3.10.10 Manduca sexta

The tobacco hornworm, M. sexta (Sphingidae), has been used as a model system for many different fundamental studies of insect and lepidopteran biology, including behavior, immune response, transcription factors, olfaction, biochemistry, physiology, growth, and phylogenetic studies [33, 34, 107112]. Recently, in 2012, a WGS genome project of M. sexta was registered in GenBank by M. Kanost, G. Blissard, J. Qu, S. Richards, et al. (accession number AIXA00000000.1) The genome sequence of this species will lead to an advanced understanding of many basic mechanisms in insect interactions with plants, other insects, and microbes, with potential applications in the areas of biomedicine (insect-vectored diseases) and agriculture (insect–plant interactions). As yet no publications concerning this sequencing project are available but are anticipated in the near future.

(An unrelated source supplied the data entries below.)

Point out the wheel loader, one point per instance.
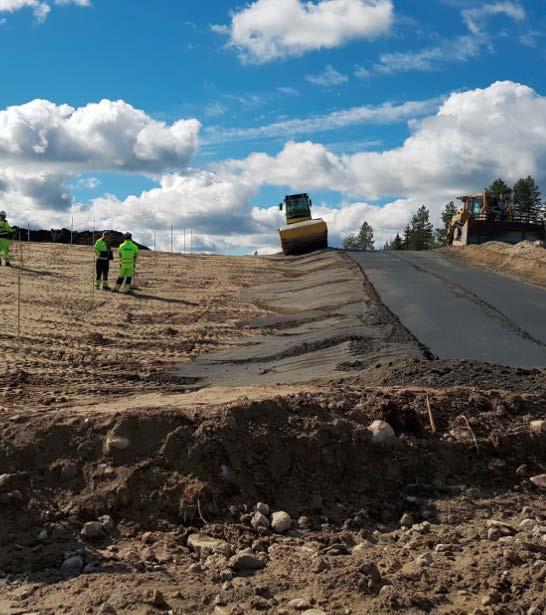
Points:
(301, 234)
(490, 217)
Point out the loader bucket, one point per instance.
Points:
(304, 237)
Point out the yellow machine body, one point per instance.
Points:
(301, 234)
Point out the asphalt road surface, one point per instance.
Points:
(461, 312)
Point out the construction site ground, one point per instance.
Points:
(157, 422)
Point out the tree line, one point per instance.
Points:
(420, 234)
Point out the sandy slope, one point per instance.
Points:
(78, 344)
(95, 421)
(524, 260)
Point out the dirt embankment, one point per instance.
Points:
(79, 345)
(163, 471)
(525, 260)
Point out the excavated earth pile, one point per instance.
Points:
(320, 462)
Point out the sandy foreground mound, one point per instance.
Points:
(524, 260)
(130, 483)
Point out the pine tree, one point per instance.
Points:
(528, 206)
(499, 187)
(365, 237)
(441, 238)
(406, 241)
(397, 243)
(421, 231)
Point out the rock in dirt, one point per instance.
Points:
(72, 567)
(93, 530)
(4, 480)
(527, 524)
(114, 444)
(382, 432)
(198, 542)
(69, 471)
(425, 559)
(538, 427)
(158, 600)
(304, 523)
(247, 561)
(259, 520)
(539, 481)
(281, 522)
(407, 520)
(504, 528)
(491, 599)
(263, 508)
(107, 523)
(300, 604)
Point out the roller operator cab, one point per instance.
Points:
(490, 217)
(301, 234)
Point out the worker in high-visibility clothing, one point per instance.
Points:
(5, 235)
(128, 254)
(104, 255)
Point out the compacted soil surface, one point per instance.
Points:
(212, 445)
(525, 260)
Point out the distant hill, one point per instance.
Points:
(78, 237)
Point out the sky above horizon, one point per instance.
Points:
(142, 115)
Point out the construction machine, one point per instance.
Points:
(490, 217)
(301, 234)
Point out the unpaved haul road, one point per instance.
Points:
(461, 312)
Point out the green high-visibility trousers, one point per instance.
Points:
(4, 248)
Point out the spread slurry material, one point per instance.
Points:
(313, 457)
(461, 312)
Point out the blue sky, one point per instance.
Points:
(164, 58)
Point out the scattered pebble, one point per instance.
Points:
(69, 471)
(539, 481)
(407, 520)
(538, 427)
(93, 530)
(281, 522)
(300, 604)
(527, 524)
(259, 520)
(113, 444)
(382, 433)
(72, 567)
(304, 523)
(246, 561)
(263, 508)
(425, 559)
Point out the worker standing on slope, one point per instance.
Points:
(104, 255)
(5, 234)
(128, 254)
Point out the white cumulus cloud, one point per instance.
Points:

3.11 Lepidoptera Genomics Enlightens the Biological Sciences

Butterfly and moth sequences for individual mRNAs were first submitted to GenBank database in the early 1980s [113, 114]. Butterfly and moth genomes, particularly the B. mori genome, were among the first insect genomes to be sequenced; the B. mori genome was sequenced because of the importance of this insect in silk production, which researchers were focused on improving. Subsequent sequencing of Lepidoptera has targeted other economically significant species, such as S. frugiperda and P. xylostella. Despite the many GenBank entries (over one million) for the order Lepidoptera, the richness and biological diversity of this order remain underrepresented. The primary aim of current research is to explain complex processes, such as evolution, from a whole-genome perspective, for which lepidopterans are excellent models because many of their ecological and evolutionary traits are known. This potential has already been noticed, and now is the time to use deep genomics to understand these processes. New sequencing technologies are simplifying this task. Further work should focus on obtaining additional species with complete genomes to gain a better representation of the order Lepidoptera in the GenBank database. Additionally, taxonomists have an important task regarding sequenced specimens that remain unnamed because of the way in which barcoding with COI has accelerated the discovery of greater biodiversity. With greater collaborations among ecological, biological, biogeographical, evolutionary, and genomic researchers using Lepidoptera, new findings that will affect fundamental knowledge in all biological sciences can be discovered.